The Justice Department announced today that it has moved to intervene in a class action lawsuit regarding conditions of confinement at the Orleans Parish Prison (OPP), a pre-trial and correctional facility in New Orleans. The litigation seeks to address conditions that violate the U.S. Constitution and Title VI of the Civil Rights Act of 1964. The department seeks remedies to correct inadequate medical, mental health care and suicide prevention practices; failures to protect prisoners from physical and sexual violence; deficiencies in environmental health and safety; and inadequate language access services for Latino prisoners with limited English proficiency (LEP).

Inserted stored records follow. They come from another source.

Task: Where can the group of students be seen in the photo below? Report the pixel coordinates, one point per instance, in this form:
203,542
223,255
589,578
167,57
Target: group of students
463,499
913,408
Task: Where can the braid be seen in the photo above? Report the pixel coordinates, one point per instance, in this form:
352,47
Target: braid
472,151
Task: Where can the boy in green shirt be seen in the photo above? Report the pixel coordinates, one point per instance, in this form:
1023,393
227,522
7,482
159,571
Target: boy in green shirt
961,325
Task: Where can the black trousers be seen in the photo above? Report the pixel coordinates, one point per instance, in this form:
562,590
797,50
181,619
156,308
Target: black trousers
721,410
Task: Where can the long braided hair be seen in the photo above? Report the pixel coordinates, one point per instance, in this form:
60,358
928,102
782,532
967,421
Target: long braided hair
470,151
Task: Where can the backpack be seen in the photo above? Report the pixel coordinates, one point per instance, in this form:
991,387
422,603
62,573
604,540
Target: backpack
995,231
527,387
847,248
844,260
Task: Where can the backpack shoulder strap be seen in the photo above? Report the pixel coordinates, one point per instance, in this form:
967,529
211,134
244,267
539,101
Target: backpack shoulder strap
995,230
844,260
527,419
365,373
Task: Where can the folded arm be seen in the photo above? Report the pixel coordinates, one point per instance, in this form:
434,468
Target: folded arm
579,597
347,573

The United States seeks to join as plaintiff-intervenors in Jones v. Gusman, class action litigation that the Southern Poverty Law Center has brought on behalf of the men, women and youth confined to OPP, to protect them from abusive and unconstitutional conditions of confinement. Both Sheriff Marlin Gusman, who oversees OPP, and the plaintiffs to the class action support the United States’ motion to intervene, to achieve a single, comprehensive resolution of the class action and the United States’ investigation of OPP. The department’s investigation, initiated in February 2008, was brought under the Civil Rights of Institutionalized Persons Act and language issues under Title VI.

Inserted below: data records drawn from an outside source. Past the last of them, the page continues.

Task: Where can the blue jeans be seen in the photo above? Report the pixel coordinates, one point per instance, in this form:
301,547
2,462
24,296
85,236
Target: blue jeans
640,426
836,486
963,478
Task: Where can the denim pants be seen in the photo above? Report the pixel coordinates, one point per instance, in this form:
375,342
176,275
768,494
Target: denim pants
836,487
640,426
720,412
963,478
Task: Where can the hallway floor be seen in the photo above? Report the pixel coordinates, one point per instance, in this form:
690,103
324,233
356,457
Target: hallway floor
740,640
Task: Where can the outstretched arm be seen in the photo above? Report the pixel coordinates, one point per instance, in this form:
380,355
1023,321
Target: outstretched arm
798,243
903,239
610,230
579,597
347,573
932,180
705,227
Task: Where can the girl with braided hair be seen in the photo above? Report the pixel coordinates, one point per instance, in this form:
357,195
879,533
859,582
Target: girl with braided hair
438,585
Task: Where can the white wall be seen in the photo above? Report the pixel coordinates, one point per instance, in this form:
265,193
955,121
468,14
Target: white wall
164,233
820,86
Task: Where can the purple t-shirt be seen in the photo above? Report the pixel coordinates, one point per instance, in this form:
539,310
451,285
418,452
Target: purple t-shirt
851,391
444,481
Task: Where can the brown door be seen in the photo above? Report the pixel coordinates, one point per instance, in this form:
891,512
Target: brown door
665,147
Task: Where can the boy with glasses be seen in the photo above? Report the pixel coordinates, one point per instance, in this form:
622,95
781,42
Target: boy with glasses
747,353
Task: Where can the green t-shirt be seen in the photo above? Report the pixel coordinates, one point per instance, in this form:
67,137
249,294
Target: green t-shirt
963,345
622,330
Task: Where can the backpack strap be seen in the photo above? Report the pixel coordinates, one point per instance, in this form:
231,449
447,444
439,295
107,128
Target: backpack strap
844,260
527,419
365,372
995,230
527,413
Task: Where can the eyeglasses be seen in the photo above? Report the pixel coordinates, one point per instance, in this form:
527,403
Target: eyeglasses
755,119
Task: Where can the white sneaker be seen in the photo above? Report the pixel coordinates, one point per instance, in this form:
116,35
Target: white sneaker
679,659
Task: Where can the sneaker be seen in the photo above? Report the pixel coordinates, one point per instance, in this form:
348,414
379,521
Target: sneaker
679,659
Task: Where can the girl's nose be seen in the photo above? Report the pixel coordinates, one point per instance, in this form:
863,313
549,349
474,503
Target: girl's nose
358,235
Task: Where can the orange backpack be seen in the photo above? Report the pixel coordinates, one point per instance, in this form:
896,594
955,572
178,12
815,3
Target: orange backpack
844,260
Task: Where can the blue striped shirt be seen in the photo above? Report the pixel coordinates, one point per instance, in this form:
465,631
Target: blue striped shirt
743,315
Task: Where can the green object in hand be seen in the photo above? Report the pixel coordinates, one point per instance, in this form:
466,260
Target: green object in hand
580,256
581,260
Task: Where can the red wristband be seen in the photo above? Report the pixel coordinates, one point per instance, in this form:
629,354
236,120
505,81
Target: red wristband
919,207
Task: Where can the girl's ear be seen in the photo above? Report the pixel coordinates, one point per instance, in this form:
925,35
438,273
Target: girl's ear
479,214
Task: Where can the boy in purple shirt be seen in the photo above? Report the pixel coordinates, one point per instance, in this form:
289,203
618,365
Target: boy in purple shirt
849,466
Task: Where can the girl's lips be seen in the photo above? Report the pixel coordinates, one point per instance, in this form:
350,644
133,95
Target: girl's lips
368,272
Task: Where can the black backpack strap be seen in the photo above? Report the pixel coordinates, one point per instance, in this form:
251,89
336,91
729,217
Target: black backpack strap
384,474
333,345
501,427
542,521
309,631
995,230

“The Justice Department has longstanding, serious concerns about the conditions at the Orleans Parish Prison. The constitutional violations we found affect the health and safety of prisoners, corrections officers and the community,” said Thomas E. Perez, Assistant Attorney General for the Civil Rights Division. “Transforming the operation of the prison is a key component of the overall reform of the criminal justice system in New Orleans. Although we have moved to intervene in the pending litigation, we are hopeful that we can reach a negotiated resolution of this case in the near future, and put in place a comprehensive blueprint for sustainable reform. We will continue to work in an expeditious fashion with the sheriff, the city of New Orleans and the private plaintiffs on this important case.”